Other challenges I’ve had is eating out at friends places. These are the first friends that have dared invite me to dinner, with my dietary requirements of no dairy and most vegan. I guess its daunting to people. I know a few years ago someone told me they were vegetarian and I was like oh so you still eat fish right? Then when I had to give up the dairy I think I cried for 2 days. I didn’t know what else was out there. Most of us are alot more in the know about food, with all these cooking shows, but pretty much all of this knowledge is based in food from animals. Anyway, last night our friends invited us to a lovely Indian dinner at their place. The food was great and really authentic. I tried to only eat the vegetarian dishes, but I couldn’t help try their meat specialities as well. For the most part I felt really rude not trying it. Ok I was curious as well. It makes me worry about what will happen when I do make the complete stand that I will not consume animal products. I guess gradually I will pick up tips along the way that will help me to avoid meat. Its still early days and I think I am doing well.

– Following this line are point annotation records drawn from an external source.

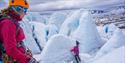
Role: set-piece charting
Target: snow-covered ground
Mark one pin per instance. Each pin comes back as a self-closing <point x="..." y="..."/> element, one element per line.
<point x="57" y="35"/>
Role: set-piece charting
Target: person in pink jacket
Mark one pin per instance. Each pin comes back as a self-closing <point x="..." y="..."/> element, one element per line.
<point x="75" y="51"/>
<point x="13" y="49"/>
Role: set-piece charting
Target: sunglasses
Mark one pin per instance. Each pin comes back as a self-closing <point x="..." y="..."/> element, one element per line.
<point x="20" y="9"/>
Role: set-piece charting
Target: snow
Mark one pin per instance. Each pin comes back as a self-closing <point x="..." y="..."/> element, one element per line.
<point x="87" y="34"/>
<point x="110" y="30"/>
<point x="51" y="29"/>
<point x="116" y="56"/>
<point x="116" y="41"/>
<point x="39" y="32"/>
<point x="29" y="38"/>
<point x="57" y="18"/>
<point x="57" y="50"/>
<point x="71" y="23"/>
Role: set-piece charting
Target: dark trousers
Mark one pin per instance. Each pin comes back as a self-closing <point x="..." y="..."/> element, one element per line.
<point x="77" y="58"/>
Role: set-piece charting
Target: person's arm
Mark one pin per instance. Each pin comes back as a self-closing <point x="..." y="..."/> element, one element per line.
<point x="8" y="32"/>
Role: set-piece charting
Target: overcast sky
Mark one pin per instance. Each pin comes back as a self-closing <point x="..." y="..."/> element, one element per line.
<point x="43" y="5"/>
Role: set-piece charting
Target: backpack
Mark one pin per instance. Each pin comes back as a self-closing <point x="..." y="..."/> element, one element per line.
<point x="4" y="57"/>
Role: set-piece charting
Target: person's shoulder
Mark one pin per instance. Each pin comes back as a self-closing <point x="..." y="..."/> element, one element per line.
<point x="6" y="21"/>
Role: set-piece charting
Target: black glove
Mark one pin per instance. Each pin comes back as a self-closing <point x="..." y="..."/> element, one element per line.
<point x="32" y="60"/>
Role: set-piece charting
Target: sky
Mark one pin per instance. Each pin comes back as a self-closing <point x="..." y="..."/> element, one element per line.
<point x="45" y="5"/>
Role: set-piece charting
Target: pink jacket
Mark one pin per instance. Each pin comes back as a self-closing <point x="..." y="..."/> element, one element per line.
<point x="75" y="50"/>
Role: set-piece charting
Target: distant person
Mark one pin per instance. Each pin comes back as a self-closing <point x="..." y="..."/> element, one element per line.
<point x="75" y="51"/>
<point x="12" y="48"/>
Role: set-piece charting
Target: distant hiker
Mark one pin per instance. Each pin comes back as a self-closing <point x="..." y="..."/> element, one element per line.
<point x="12" y="48"/>
<point x="75" y="51"/>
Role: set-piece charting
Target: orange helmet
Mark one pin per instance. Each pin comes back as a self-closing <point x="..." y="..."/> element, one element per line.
<point x="22" y="3"/>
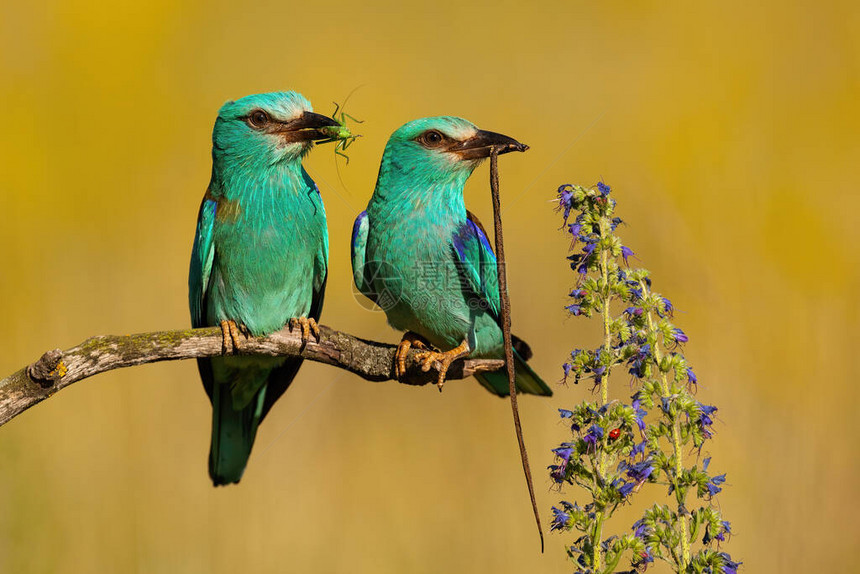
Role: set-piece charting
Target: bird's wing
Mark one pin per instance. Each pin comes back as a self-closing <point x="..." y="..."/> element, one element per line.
<point x="477" y="262"/>
<point x="202" y="255"/>
<point x="359" y="244"/>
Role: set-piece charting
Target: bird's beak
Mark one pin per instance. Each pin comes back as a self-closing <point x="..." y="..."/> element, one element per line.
<point x="482" y="143"/>
<point x="307" y="127"/>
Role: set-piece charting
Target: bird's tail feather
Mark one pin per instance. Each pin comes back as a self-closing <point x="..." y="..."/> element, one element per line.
<point x="233" y="433"/>
<point x="528" y="382"/>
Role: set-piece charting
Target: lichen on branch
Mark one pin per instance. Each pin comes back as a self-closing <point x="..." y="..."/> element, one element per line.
<point x="57" y="369"/>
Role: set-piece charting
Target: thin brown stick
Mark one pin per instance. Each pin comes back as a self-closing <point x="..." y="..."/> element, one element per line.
<point x="505" y="304"/>
<point x="58" y="369"/>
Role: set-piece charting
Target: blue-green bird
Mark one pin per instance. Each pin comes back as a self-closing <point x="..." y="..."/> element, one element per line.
<point x="259" y="260"/>
<point x="426" y="261"/>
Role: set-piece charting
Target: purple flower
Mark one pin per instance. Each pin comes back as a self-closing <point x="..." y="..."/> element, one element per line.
<point x="726" y="529"/>
<point x="560" y="519"/>
<point x="624" y="488"/>
<point x="645" y="557"/>
<point x="729" y="566"/>
<point x="640" y="414"/>
<point x="594" y="434"/>
<point x="705" y="421"/>
<point x="637" y="367"/>
<point x="679" y="336"/>
<point x="665" y="404"/>
<point x="625" y="253"/>
<point x="563" y="453"/>
<point x="713" y="485"/>
<point x="691" y="376"/>
<point x="640" y="471"/>
<point x="640" y="529"/>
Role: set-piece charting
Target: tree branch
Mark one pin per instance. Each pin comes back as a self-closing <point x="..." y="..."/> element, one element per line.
<point x="58" y="369"/>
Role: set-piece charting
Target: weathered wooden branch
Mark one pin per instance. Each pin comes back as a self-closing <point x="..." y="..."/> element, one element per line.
<point x="58" y="369"/>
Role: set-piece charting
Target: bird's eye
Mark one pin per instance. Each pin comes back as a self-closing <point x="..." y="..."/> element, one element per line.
<point x="431" y="138"/>
<point x="258" y="119"/>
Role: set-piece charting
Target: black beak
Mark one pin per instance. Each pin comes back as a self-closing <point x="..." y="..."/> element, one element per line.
<point x="308" y="127"/>
<point x="482" y="143"/>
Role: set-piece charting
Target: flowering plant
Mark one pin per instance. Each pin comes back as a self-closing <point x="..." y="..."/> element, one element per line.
<point x="618" y="450"/>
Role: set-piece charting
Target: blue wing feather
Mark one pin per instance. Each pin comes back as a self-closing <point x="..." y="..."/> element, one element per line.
<point x="359" y="244"/>
<point x="202" y="255"/>
<point x="477" y="262"/>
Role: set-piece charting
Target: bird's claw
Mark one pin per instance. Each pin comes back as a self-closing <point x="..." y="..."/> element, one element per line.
<point x="308" y="326"/>
<point x="230" y="336"/>
<point x="442" y="359"/>
<point x="408" y="341"/>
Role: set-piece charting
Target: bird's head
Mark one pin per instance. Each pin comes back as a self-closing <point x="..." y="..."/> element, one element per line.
<point x="442" y="149"/>
<point x="268" y="128"/>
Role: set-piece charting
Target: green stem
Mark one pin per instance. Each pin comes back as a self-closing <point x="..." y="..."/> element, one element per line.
<point x="604" y="383"/>
<point x="676" y="440"/>
<point x="596" y="539"/>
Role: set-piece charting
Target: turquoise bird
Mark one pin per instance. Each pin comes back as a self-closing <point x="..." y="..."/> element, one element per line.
<point x="259" y="260"/>
<point x="422" y="257"/>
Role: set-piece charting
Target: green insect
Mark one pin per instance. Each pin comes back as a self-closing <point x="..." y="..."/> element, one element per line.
<point x="341" y="133"/>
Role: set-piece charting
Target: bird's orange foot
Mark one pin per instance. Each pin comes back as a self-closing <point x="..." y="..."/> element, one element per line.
<point x="444" y="360"/>
<point x="231" y="336"/>
<point x="308" y="326"/>
<point x="408" y="341"/>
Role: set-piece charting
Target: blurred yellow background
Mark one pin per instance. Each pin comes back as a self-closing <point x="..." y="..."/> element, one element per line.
<point x="728" y="130"/>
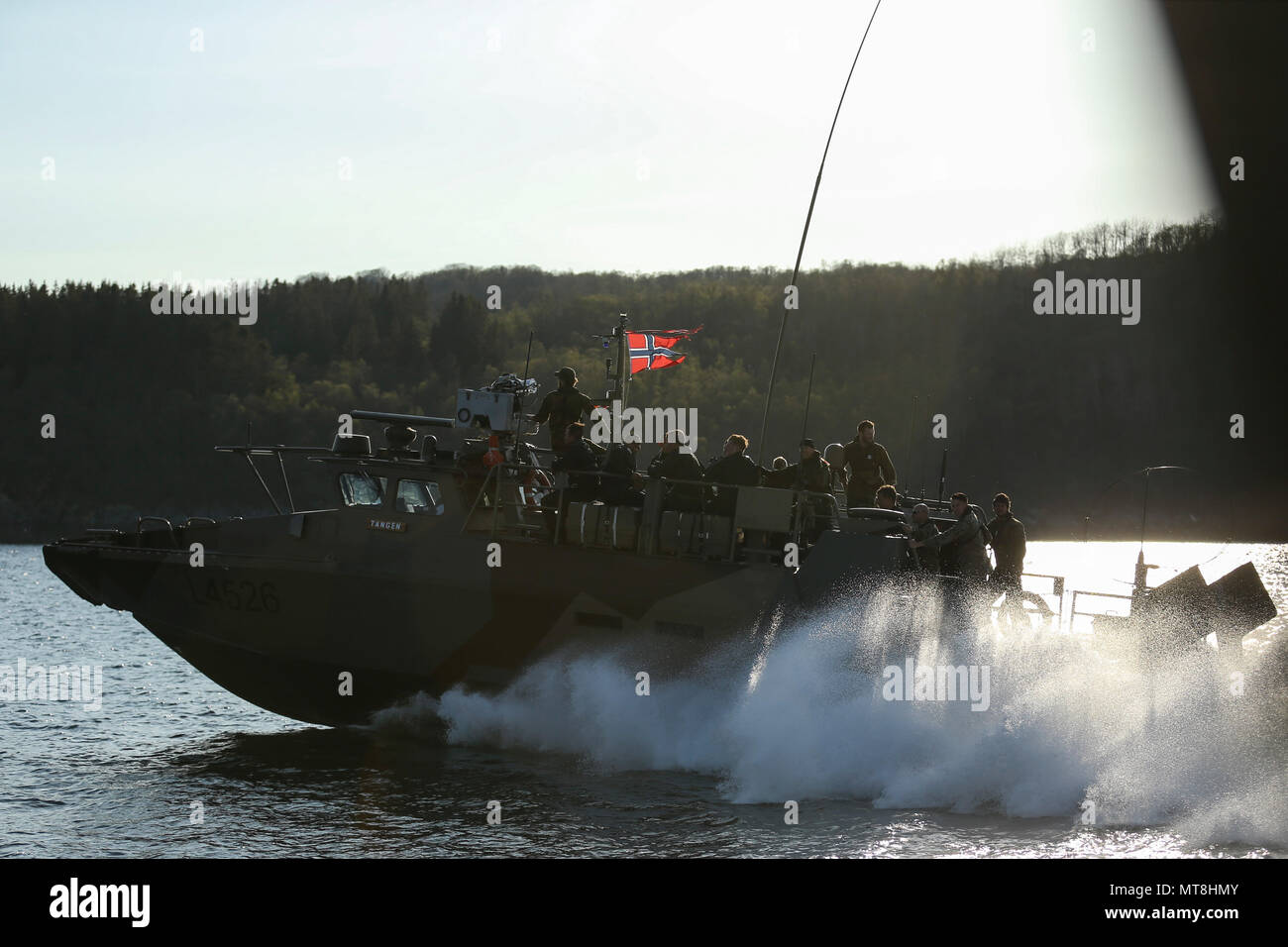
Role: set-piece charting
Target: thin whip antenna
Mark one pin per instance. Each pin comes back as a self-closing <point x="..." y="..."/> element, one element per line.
<point x="800" y="252"/>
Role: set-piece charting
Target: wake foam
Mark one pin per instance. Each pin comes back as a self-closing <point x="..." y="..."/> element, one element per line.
<point x="1069" y="720"/>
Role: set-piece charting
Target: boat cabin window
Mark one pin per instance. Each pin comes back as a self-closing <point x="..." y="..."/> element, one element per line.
<point x="419" y="496"/>
<point x="362" y="488"/>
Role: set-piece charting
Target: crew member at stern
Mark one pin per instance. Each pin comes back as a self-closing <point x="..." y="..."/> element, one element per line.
<point x="965" y="539"/>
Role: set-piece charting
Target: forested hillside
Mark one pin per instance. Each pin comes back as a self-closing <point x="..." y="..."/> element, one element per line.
<point x="1052" y="408"/>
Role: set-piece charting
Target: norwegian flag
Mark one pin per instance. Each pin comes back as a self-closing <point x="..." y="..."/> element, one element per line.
<point x="653" y="350"/>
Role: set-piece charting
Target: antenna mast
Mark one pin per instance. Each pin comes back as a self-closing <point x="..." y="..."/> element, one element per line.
<point x="800" y="252"/>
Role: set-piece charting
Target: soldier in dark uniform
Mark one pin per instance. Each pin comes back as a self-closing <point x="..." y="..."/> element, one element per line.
<point x="965" y="539"/>
<point x="562" y="407"/>
<point x="868" y="466"/>
<point x="925" y="557"/>
<point x="580" y="462"/>
<point x="814" y="474"/>
<point x="1009" y="545"/>
<point x="625" y="487"/>
<point x="811" y="474"/>
<point x="734" y="470"/>
<point x="675" y="464"/>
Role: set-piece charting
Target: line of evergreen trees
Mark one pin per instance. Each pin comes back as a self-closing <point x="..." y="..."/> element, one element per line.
<point x="1051" y="408"/>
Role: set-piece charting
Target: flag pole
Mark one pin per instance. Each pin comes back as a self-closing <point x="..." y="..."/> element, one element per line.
<point x="809" y="393"/>
<point x="623" y="368"/>
<point x="797" y="269"/>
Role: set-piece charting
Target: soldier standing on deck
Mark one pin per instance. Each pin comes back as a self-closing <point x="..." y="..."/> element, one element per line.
<point x="868" y="466"/>
<point x="562" y="407"/>
<point x="1009" y="545"/>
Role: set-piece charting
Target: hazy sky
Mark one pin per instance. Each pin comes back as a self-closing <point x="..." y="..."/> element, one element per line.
<point x="572" y="136"/>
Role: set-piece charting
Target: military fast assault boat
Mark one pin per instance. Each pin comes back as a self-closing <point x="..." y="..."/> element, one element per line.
<point x="437" y="567"/>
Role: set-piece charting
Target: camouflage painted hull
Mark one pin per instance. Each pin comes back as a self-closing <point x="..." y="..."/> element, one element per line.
<point x="283" y="607"/>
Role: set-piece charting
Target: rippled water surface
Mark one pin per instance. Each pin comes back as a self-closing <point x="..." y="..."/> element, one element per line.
<point x="700" y="767"/>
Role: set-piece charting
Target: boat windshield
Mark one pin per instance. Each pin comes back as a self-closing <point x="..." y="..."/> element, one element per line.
<point x="419" y="496"/>
<point x="362" y="488"/>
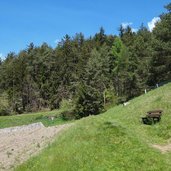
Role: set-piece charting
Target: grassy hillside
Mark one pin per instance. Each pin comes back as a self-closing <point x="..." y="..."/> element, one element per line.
<point x="24" y="119"/>
<point x="115" y="140"/>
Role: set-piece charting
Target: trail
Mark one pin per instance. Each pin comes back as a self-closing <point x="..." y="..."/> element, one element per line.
<point x="163" y="148"/>
<point x="18" y="144"/>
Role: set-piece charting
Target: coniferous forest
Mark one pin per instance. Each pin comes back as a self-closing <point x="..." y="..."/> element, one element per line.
<point x="87" y="74"/>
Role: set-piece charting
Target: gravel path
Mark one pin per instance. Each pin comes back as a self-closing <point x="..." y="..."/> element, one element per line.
<point x="18" y="144"/>
<point x="163" y="148"/>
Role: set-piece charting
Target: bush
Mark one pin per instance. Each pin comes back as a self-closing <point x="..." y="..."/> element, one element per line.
<point x="4" y="105"/>
<point x="68" y="115"/>
<point x="89" y="101"/>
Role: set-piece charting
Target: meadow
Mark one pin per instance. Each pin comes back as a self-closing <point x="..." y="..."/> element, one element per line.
<point x="115" y="140"/>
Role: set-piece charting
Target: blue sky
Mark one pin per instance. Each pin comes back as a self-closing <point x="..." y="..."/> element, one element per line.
<point x="38" y="21"/>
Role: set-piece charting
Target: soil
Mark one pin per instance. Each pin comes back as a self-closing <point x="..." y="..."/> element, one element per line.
<point x="18" y="144"/>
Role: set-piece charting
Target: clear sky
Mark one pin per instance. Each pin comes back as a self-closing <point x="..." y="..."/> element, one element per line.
<point x="38" y="21"/>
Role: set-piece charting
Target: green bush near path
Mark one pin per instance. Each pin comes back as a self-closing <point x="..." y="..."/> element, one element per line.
<point x="24" y="119"/>
<point x="115" y="140"/>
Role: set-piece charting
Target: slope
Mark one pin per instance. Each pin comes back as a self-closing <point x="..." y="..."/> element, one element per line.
<point x="115" y="140"/>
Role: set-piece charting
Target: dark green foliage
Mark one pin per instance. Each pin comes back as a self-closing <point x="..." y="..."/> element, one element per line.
<point x="92" y="72"/>
<point x="88" y="101"/>
<point x="160" y="66"/>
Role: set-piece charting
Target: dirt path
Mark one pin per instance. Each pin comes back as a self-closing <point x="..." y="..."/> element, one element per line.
<point x="163" y="148"/>
<point x="17" y="144"/>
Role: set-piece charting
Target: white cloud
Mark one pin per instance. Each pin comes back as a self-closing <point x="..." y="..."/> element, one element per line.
<point x="152" y="23"/>
<point x="1" y="56"/>
<point x="134" y="30"/>
<point x="56" y="41"/>
<point x="126" y="24"/>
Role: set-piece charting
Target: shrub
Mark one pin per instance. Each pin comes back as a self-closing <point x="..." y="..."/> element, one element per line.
<point x="89" y="101"/>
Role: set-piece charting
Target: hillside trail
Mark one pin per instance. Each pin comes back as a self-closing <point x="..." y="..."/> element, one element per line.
<point x="163" y="148"/>
<point x="18" y="144"/>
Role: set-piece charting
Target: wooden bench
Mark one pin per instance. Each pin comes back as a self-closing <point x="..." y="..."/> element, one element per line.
<point x="152" y="117"/>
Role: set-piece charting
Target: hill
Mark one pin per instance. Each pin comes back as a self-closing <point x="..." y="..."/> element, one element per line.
<point x="115" y="140"/>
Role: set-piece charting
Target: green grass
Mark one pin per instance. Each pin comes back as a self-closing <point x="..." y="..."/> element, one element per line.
<point x="24" y="119"/>
<point x="115" y="140"/>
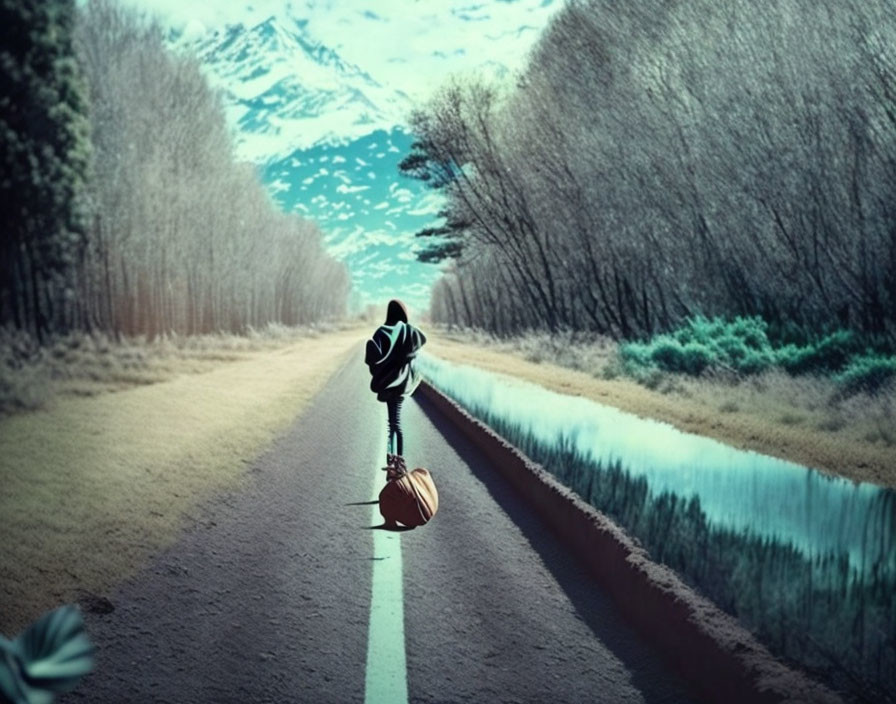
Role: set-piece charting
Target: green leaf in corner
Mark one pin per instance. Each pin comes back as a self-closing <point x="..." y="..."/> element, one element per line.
<point x="54" y="653"/>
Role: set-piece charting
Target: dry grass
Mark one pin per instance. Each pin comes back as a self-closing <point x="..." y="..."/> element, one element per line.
<point x="93" y="486"/>
<point x="801" y="418"/>
<point x="86" y="365"/>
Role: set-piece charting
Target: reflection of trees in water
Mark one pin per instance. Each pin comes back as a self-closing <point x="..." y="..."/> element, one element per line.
<point x="832" y="618"/>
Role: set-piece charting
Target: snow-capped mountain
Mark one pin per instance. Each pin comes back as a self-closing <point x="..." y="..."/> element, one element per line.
<point x="284" y="91"/>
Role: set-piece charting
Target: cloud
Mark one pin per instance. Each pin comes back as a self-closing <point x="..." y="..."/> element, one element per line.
<point x="430" y="204"/>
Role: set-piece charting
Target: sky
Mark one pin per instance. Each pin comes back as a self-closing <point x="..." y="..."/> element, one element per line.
<point x="406" y="48"/>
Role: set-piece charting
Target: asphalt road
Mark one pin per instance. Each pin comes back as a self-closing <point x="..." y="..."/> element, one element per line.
<point x="267" y="597"/>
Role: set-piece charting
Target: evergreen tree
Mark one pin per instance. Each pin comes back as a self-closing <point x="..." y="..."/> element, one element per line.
<point x="44" y="157"/>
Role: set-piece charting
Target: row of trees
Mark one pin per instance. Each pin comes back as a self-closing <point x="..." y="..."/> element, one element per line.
<point x="656" y="160"/>
<point x="171" y="234"/>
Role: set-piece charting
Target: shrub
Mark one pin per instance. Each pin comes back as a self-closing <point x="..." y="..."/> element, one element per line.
<point x="869" y="372"/>
<point x="830" y="353"/>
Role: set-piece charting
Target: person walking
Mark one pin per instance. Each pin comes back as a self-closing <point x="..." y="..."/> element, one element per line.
<point x="389" y="355"/>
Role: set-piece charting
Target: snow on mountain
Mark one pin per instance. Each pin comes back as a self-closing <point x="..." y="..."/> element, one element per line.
<point x="284" y="91"/>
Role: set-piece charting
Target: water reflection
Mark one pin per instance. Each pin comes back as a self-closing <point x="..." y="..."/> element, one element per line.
<point x="805" y="560"/>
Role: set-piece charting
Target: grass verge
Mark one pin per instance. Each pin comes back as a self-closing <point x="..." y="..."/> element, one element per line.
<point x="93" y="486"/>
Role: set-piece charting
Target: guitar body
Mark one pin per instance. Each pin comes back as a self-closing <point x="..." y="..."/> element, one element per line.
<point x="410" y="499"/>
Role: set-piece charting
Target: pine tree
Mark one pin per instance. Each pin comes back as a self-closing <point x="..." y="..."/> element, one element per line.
<point x="44" y="158"/>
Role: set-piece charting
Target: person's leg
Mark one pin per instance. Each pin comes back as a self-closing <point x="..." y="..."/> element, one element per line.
<point x="394" y="408"/>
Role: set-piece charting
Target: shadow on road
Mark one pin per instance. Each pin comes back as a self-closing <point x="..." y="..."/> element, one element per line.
<point x="592" y="604"/>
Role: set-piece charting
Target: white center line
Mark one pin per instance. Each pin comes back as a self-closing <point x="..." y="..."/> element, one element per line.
<point x="386" y="679"/>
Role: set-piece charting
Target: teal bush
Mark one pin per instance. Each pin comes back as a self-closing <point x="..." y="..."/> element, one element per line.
<point x="739" y="345"/>
<point x="831" y="353"/>
<point x="742" y="345"/>
<point x="869" y="372"/>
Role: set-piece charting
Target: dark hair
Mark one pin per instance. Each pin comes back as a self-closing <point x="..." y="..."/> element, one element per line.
<point x="395" y="312"/>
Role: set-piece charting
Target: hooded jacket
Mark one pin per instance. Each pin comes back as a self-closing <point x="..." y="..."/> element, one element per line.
<point x="390" y="357"/>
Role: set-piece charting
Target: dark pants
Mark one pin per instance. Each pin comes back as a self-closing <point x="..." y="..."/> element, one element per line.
<point x="394" y="408"/>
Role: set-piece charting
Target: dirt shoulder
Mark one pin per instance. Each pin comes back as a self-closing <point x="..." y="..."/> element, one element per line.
<point x="94" y="486"/>
<point x="746" y="428"/>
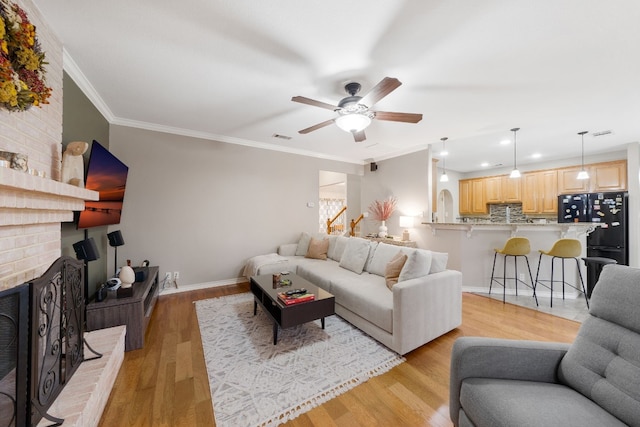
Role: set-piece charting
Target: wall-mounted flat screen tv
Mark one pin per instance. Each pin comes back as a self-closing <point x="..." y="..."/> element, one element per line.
<point x="107" y="175"/>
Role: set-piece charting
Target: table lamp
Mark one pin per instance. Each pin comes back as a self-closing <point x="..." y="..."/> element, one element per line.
<point x="406" y="222"/>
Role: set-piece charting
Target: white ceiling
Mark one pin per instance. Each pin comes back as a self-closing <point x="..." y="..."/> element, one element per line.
<point x="227" y="69"/>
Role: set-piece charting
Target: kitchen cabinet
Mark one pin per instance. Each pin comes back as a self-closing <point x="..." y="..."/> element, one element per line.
<point x="607" y="176"/>
<point x="540" y="192"/>
<point x="502" y="189"/>
<point x="478" y="204"/>
<point x="464" y="191"/>
<point x="472" y="199"/>
<point x="511" y="189"/>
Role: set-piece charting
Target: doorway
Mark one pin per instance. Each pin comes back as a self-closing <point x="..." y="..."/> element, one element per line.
<point x="332" y="199"/>
<point x="445" y="206"/>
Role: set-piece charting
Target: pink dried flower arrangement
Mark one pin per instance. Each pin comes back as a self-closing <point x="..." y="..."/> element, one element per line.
<point x="382" y="210"/>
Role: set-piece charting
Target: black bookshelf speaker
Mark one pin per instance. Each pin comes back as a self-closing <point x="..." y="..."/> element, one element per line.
<point x="86" y="249"/>
<point x="115" y="238"/>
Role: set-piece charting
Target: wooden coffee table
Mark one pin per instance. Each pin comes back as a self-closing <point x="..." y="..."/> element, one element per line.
<point x="266" y="294"/>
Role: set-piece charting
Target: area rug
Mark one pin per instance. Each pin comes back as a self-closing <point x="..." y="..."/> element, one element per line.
<point x="256" y="383"/>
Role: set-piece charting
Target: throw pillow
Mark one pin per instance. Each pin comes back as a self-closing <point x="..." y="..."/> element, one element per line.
<point x="417" y="265"/>
<point x="393" y="269"/>
<point x="318" y="248"/>
<point x="355" y="254"/>
<point x="341" y="243"/>
<point x="303" y="244"/>
<point x="381" y="257"/>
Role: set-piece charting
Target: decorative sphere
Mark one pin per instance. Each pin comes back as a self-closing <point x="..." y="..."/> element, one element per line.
<point x="127" y="276"/>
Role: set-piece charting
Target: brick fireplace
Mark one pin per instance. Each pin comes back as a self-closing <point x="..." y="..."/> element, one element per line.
<point x="34" y="204"/>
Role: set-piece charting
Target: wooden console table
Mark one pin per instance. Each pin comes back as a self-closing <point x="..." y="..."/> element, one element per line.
<point x="134" y="312"/>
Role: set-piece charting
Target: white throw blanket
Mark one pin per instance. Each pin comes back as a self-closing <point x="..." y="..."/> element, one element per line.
<point x="251" y="269"/>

Half a Veggie Burger from Green Edge

On brighter news, today I went to Green Edge with my boyfriend and our Mums’ for the bake sale for World Animal Day! We were really hungry when we arrived so we all shared a burger, well not 1 burger between 4, but 2 between 2. We all ordered the Veggie burger, which was a lentil pattie with mango chutney, aioli, tomato and lettuce. It also came with a side salad. It was really good and I was annoyed that Marco ordered 1 to share. We also all got their blueberry smoothies. I don’t know what they put in them but god they were good! The reason we ordered so little was we were really there for the sweets. They had carrot cake, raspberry chocolate brownies, cupcakes and heaps of different biscuits. I sampled 3 different ones, all for the animals of course. So it was definitely worth the trip. For all you guys in Brisbane, if you want a nice place to have coffee and really great brownie or cheese cake, I really recommend this place. Trust me you wont know its vegan! It has Marco’s tick of approval. For all the vegan desserts I have tried to make at home, that he has says “it’s nice, but I’d still prefer…”. These desserts are as he says ‘at the top of their game’. The staff are really friendly as well and can answer any questions you have and give great advice on what products taste the best. It’s also a supermarket, so its a wonderland for animal free products, including cheeses, ice creams and mock meat products.